Predestination has been part of our faith. If it was not, we would have to ask, if God does not know the future, then how can he be God? If we did not believe God to be in control of things, then he would not be much of a God. But, if we believe these things, then how do we answer Remy’s complaint in the book, ‘If there is Predestination, then God is the devil’?
It is a question that reflects thought after the Holocaust, how can we hold on to our traditional beliefs in God in the face of the overwhelming evil in our world? The church has often given trite, and sometimes flippant, answers, thinking it enough to simply repeat forms of words.

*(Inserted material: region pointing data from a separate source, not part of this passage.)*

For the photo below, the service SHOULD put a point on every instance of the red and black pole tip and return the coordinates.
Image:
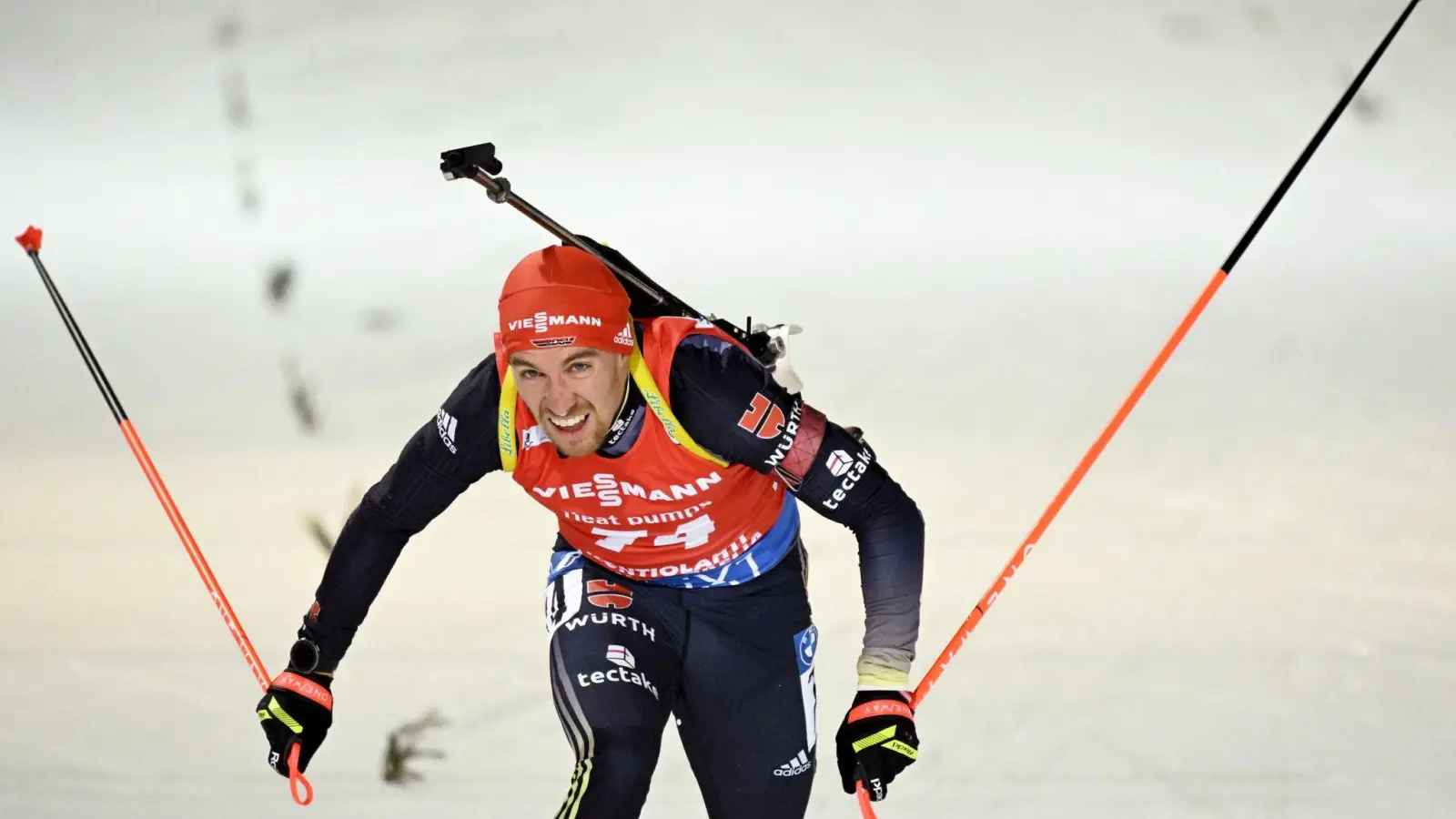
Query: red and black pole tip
(31, 239)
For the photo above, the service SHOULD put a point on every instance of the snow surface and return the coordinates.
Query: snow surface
(995, 212)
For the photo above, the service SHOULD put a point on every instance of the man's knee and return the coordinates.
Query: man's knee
(613, 777)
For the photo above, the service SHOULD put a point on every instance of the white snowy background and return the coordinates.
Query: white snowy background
(987, 216)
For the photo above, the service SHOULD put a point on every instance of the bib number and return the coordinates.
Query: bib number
(691, 533)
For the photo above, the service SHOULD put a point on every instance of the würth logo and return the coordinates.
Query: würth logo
(762, 419)
(609, 595)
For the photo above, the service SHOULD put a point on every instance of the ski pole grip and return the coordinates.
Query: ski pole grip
(462, 162)
(296, 778)
(866, 809)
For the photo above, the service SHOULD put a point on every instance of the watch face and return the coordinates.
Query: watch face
(303, 656)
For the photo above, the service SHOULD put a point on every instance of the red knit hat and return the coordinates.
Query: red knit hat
(562, 296)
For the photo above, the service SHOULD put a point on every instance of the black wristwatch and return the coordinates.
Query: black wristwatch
(303, 658)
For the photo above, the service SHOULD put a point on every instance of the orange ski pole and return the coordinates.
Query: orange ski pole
(944, 661)
(31, 241)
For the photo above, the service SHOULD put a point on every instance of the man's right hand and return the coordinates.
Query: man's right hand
(298, 709)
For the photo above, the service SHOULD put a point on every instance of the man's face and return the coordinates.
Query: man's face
(574, 392)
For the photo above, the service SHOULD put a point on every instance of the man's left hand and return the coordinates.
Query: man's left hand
(877, 741)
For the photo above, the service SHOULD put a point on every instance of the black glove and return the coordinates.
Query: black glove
(875, 741)
(298, 709)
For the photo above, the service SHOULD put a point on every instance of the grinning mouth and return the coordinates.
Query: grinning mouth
(571, 423)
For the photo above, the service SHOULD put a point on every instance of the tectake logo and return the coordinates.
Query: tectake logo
(619, 656)
(848, 468)
(543, 321)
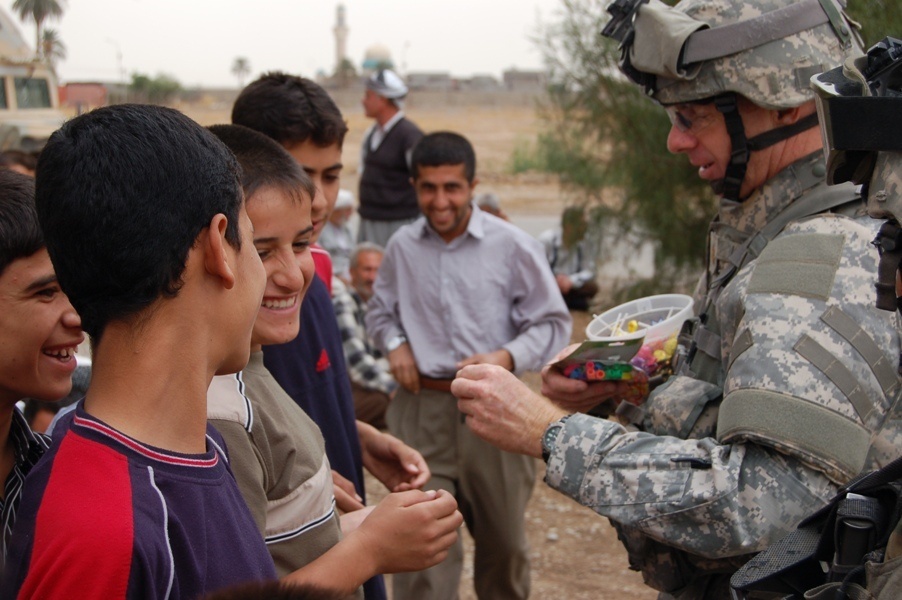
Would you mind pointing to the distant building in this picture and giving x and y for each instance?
(83, 96)
(525, 81)
(377, 57)
(482, 83)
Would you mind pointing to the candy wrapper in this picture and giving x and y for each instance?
(608, 361)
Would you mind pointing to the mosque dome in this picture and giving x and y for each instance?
(377, 56)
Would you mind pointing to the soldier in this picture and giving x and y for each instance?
(788, 368)
(859, 105)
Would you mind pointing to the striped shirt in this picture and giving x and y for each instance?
(28, 447)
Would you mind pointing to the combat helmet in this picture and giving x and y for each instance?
(860, 108)
(714, 50)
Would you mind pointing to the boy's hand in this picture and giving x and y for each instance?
(410, 531)
(346, 497)
(352, 520)
(404, 368)
(398, 466)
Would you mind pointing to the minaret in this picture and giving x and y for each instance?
(341, 36)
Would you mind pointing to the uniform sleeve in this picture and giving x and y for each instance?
(247, 466)
(700, 496)
(538, 310)
(809, 377)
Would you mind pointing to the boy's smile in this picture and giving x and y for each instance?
(42, 331)
(283, 234)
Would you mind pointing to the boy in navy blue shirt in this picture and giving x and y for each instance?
(145, 223)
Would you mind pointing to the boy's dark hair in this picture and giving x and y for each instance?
(264, 163)
(290, 110)
(122, 193)
(20, 233)
(444, 148)
(18, 157)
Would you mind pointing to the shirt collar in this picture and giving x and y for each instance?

How do we deal with Jesus’ words, “These places belong to those for whom they have been prepared,” and at the same time say that although God has foreknowledge, there is also freewill in the world, and that evil is not part of God’s plan? Can you have a world where predestination and freewill go together? Can you have a world where God knows about Ravensbruck, but is not the devil?
Perhaps help comes from an unlikely source, from the work of Hermann Minkowkski, Albert Eintein’s mathematics professor, Minkowski saw space and time as being not separate, but being one thing. He talked of them as being space-time, according to which says science writer Marcus Chown, “the Universe can be thought of as a vast map. All events—from the creation of the Universe in the Big Bang to your birth at a particular time and place on earth—are laid out on it, each with its unique space-time location . . . But the map picture poses a problem. If everything is laid out—preordained almost—there is no room for concepts of past, present and future”. Minkowski’s most famous pupil, that Swiss post office clerk who became know for the brilliance of his scientific thought and uniqueness of his hairstyle, wrote, “For us physicists, the distinction between past, present and future is only an illusion”.
Einstein can lose me in less than a sentence, but what he seems to say is that space and time were complete in a single moment. If one was able to look at the Universe from the outside, one would see not only the whole of space, but also the whole of time, for the two are one.
For a Christian, the idea of space-time would seem to suggest that God, looking from the outside, would in a single moment, see the whole of creation and the whole history of that creation. God has foreknowledge because he looks at a map where everything has happened in an instant; seeing the whole map, he knows the destiny of each person. Marcus Chown, writing from a scientific viewpoint talks about things being preordained, traditional Christian doctrine talks about things being predestined, and if the idea of past, present and future is only something that exists in our finite minds, then physics and faith are not far apart.
Does it matter? Yes, it does. It’s more than just an academic point because it means that there is freewill; it means that life in that space-time map is what we make it, and that there is no such thing as fate.
“These places belong to those for whom they have been prepared,” says Jesus. Seeing the whole map of space-time, God knows who will occupy those places. We who are still within that map have freedom of choice. Freedom can produce a world that allows the evil of Ravensbruck or a world that seeks the Kingdom of God. Freedom means we have no excuses about the choices we make.